At this year’s wild Tour, perhaps a similar situation could develop, especially as T-Mobile hasn’t specified who its leader will be. Horner observed, “If there’s a break [Wednesday] there will most likely be a T-Mobile guy in it. If not, then we’re gonna see who they’re really gonna ride for, which is the big question. Because they have the race leader, with Gontchar, but are they really gonna ride for Gontchar? I would say no. I’d say right now with the results I’ve seen and what I’ve seen in the past I don’t see them riding for Gontchar at all.
“But at some point they’ve got to ride. I don’t think that’ll be tomorrow. You’ve got a guy like [Giuseppe] Guerini [35th on GC at 4:30] that could be top 10 on GC … but if you let him go in the break and get 10 minutes maybe he can win. If you let any of those T-Mobile guys get in a break and get 10 minutes they might win the Tour.”
As for his own duties in stage 10, Horner said, “My job is to stay with Cadel [Evans] tomorrow, and help out the team in covering moves. And if I happen to get in [a break] then I’m not going to drop out of it, but I won’t use a lot of energy up to put myself in the move.”
Looking down the current top 20 on the GC list before stage 10, the men who should stay near the top include Landis, Rogers, Klöden, Karpets (Caisse d’Épargne), Evans (Davitamon-Lotto), Marcus Fothen (Gerolsteiner), Paolo Savoldelli (Discovery Channel), Menchov (Rabobank), Eddy Mazzoleni (T-Mobile), Carlos Sastre (CSC), George Hincapie (Discovery Channel) and Oscar Pereiro (Caisse d’Épargne).
As for climbers who can emerge, especially in a breakaway, they include Georg Totschnig (Gerolsteiner), José Rujano (Quick Step), Gilberto Simoni (Saunier Duval), Stefano Garzelli (Liquigas), Iban Mayo (Euskaltel), Levi Leipheimer (Gerolsteiner), Michael Rasmussen (Rabobank) and José Gomez Marchante (Saunier Duval).

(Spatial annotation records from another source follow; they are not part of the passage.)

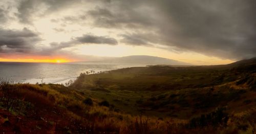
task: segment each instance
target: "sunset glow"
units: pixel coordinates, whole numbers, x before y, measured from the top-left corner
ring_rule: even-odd
[[[66,59],[5,59],[0,58],[1,62],[44,62],[44,63],[63,63],[74,61]]]

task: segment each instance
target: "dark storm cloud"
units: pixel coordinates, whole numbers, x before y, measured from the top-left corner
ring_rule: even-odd
[[[46,15],[74,8],[71,6],[74,4],[82,5],[82,1],[90,2],[92,9],[52,21],[66,26],[91,19],[90,27],[123,32],[120,41],[127,44],[157,43],[224,58],[256,56],[254,0],[24,0],[18,4],[17,16],[23,23],[32,24],[34,13],[41,8],[45,9],[39,14]],[[5,17],[2,13],[0,8],[0,18]],[[117,41],[84,35],[56,45],[84,43],[116,44]]]
[[[6,15],[6,14],[7,13],[7,12],[1,8],[0,7],[0,23],[4,23],[6,22],[6,21],[8,19],[8,17]]]
[[[81,37],[76,37],[74,41],[78,41],[80,43],[108,44],[110,45],[116,45],[118,43],[117,41],[113,38],[85,34]]]
[[[33,23],[33,15],[35,12],[45,8],[40,15],[49,14],[80,3],[81,0],[24,0],[19,3],[17,7],[17,16],[20,22],[31,24]]]
[[[22,30],[0,29],[0,53],[27,53],[41,39],[27,28]]]
[[[140,28],[157,34],[152,37],[158,43],[184,51],[228,58],[256,56],[255,1],[114,0],[105,4],[88,12],[96,26]],[[151,41],[137,34],[124,36],[123,41],[133,45]]]

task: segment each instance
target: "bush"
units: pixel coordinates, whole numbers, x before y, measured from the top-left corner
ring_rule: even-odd
[[[109,103],[109,102],[108,102],[107,101],[105,101],[105,100],[99,103],[99,105],[100,106],[106,106],[106,107],[110,106],[110,103]]]
[[[88,105],[93,105],[93,100],[90,98],[87,98],[83,101],[83,103]]]
[[[194,118],[189,121],[189,127],[205,127],[208,125],[226,126],[228,120],[227,114],[224,112],[225,108],[218,108],[216,111],[206,115],[201,115],[200,117]]]

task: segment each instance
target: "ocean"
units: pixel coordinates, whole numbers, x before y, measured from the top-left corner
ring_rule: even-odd
[[[31,84],[36,82],[65,84],[70,80],[75,80],[80,73],[87,71],[97,73],[122,68],[145,66],[144,64],[88,62],[0,62],[0,78]]]

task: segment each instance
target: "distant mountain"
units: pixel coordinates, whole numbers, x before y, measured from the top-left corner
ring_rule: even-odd
[[[94,61],[111,63],[130,63],[145,64],[165,64],[190,65],[191,64],[181,61],[147,55],[132,55],[121,57],[108,58],[104,60]]]

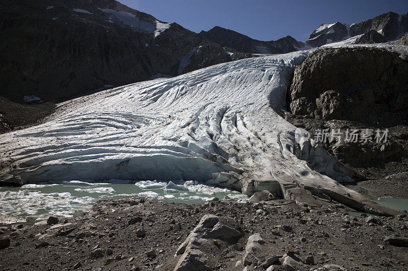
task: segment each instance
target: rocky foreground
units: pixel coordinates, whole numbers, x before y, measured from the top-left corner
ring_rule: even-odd
[[[265,196],[258,193],[251,201]],[[202,204],[103,200],[79,217],[14,225],[0,240],[0,267],[407,269],[406,215],[354,217],[347,207],[326,203],[312,208],[285,200],[232,203],[215,199]]]

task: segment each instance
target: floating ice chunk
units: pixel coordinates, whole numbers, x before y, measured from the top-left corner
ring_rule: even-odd
[[[167,185],[166,185],[165,187],[166,189],[175,189],[176,190],[181,190],[184,191],[188,191],[189,190],[188,188],[187,187],[176,185],[171,180],[169,182],[169,183],[167,184]]]
[[[131,180],[129,179],[111,179],[109,180],[105,180],[107,184],[130,184],[132,183]]]
[[[75,185],[75,186],[94,186],[97,185],[95,184],[92,184],[91,183],[88,183],[86,182],[82,182],[81,180],[70,180],[70,181],[63,181],[61,183],[62,185]]]
[[[88,193],[107,193],[108,194],[113,194],[115,193],[115,189],[112,187],[95,187],[95,188],[75,188],[75,191],[84,192]]]
[[[177,189],[163,189],[164,193],[168,193],[171,194],[175,194],[175,193],[179,193],[180,191],[177,190]]]
[[[141,189],[160,189],[163,188],[166,184],[155,180],[141,180],[135,184]]]

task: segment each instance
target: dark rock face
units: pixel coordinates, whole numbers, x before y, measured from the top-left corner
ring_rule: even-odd
[[[407,122],[407,73],[408,63],[384,50],[320,50],[295,70],[290,110],[324,121],[389,125]],[[389,114],[400,116],[385,117]]]
[[[311,46],[319,47],[360,35],[364,36],[360,38],[360,43],[381,43],[392,40],[406,32],[408,13],[400,15],[390,12],[350,25],[339,22],[333,24],[322,24],[312,33],[306,43]]]
[[[304,46],[290,36],[276,41],[261,41],[229,29],[215,26],[209,31],[201,31],[200,35],[221,45],[232,48],[243,53],[285,53],[296,50],[296,47]]]
[[[232,60],[218,55],[221,46],[176,23],[157,30],[163,23],[113,0],[2,2],[0,96],[58,102],[157,73],[176,75],[183,56],[206,44],[211,50],[200,67]]]
[[[388,40],[397,38],[408,32],[408,13],[399,15],[388,12],[362,22],[354,23],[350,26],[350,36],[354,37],[364,34],[370,30],[381,31]]]
[[[183,73],[252,56],[250,53],[232,52],[231,53],[233,54],[230,55],[225,49],[215,43],[208,43],[199,46],[197,48],[196,52],[192,56],[190,63],[184,68]]]
[[[309,40],[306,42],[308,45],[316,47],[321,46],[326,44],[327,40],[338,41],[348,36],[347,27],[345,24],[337,22],[329,25],[321,24],[319,28],[313,32],[310,35]]]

Stage 10 will be raced in partly cloudy weather, with temperatures in the 70s on the climbs and 80s at the finish in Pau. There’s a chance of mist or a short rain shower on the last climb, the very steep Marie-Blanque. In other words, perfect conditions for a keenly anticipated stage that should provide some clues into who will win this mysterious Tour. At the very least, it will tell us who isn’t going to win.